EIS is designed as a modular, reproducible research framework that bridges theory, engineering, and embodied intelligence.
EIS reflects my long‑term research vision to build intelligence from first principles through mechanisms that are mathematically grounded, transparent, and embodied. I am interested in agents whose behavior emerges from the integration of learning, perception, and probabilistic reasoning, not from black‑box optimization alone.
By progressing from foundational RL to robotics and Bayesian Active Inference, EIS expresses a unified view of intelligent behavior: agents should learn from experience, act in the world, and update their beliefs in a principled way. This project is both a technical framework and a statement of research identity aimed at graduate‑level study, robotics labs, and industry teams working on embodied or neuromorphic AI.
Builds the mathematical and algorithmic foundations of RL from scratch.
Focus areas include:
- Value‑based and policy‑based methods
- Exploration strategies
- Tabular and function‑approximation settings
- Simple agent‑environment loops
- Clear, transparent implementations
This level establishes the core learning mechanisms that later stages build upon.
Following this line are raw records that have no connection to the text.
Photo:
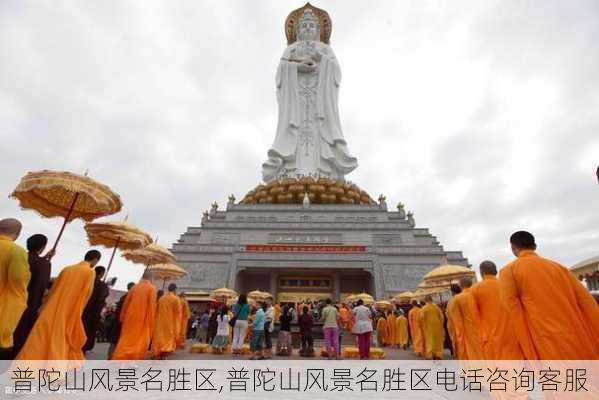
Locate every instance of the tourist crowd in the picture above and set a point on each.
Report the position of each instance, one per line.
(534, 309)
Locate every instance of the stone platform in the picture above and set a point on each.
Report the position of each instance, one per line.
(321, 250)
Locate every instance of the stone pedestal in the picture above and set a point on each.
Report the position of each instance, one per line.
(356, 247)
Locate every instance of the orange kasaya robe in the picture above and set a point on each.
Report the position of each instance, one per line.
(391, 320)
(553, 315)
(138, 318)
(455, 328)
(431, 318)
(14, 278)
(401, 331)
(346, 317)
(468, 314)
(184, 318)
(382, 332)
(499, 340)
(164, 339)
(58, 333)
(416, 330)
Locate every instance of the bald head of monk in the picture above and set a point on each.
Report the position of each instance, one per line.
(93, 257)
(10, 227)
(522, 240)
(100, 271)
(488, 268)
(147, 275)
(465, 283)
(455, 289)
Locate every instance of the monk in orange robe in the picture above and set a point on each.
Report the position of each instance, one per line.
(185, 313)
(431, 319)
(401, 331)
(58, 333)
(138, 319)
(164, 340)
(416, 329)
(391, 328)
(382, 331)
(14, 278)
(499, 341)
(346, 317)
(470, 323)
(455, 325)
(553, 315)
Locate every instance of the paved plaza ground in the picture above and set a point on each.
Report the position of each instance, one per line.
(100, 352)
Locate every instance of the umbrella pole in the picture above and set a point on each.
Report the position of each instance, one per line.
(116, 245)
(66, 220)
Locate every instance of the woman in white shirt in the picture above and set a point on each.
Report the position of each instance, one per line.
(222, 332)
(363, 328)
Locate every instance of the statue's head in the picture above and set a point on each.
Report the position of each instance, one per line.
(308, 27)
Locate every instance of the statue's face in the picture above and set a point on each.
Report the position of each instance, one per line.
(308, 30)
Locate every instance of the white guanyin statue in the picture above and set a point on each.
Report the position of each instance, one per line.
(309, 140)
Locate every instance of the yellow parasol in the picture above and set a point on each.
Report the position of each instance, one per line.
(167, 272)
(259, 295)
(150, 255)
(116, 235)
(223, 294)
(67, 195)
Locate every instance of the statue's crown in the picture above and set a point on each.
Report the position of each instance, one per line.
(309, 16)
(311, 13)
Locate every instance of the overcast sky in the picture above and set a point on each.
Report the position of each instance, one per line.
(481, 117)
Extends Level 1 into embodied settings.
Focus areas include:
- Robot kinematics and control
- SLAM fundamentals
- Visual and sensor‑based perception
- Deep RL for continuous control
- Integration of learning with real‑world constraints
This level connects abstract RL principles to physical agents and perceptual pipelines.
A principled exploration of inference‑driven behavior.
Focus areas include:
- Generative models and variational inference
- Perception‑action loops
- Free‑energy minimization
- Planning as inference
- Integration with robotics and perception
This level unifies learning, belief‑updating, and action selection into a single cognitive architecture.
- Level 1: In progress
- Level 2: Planned
- Level 3: Scheduled for delivery by March 15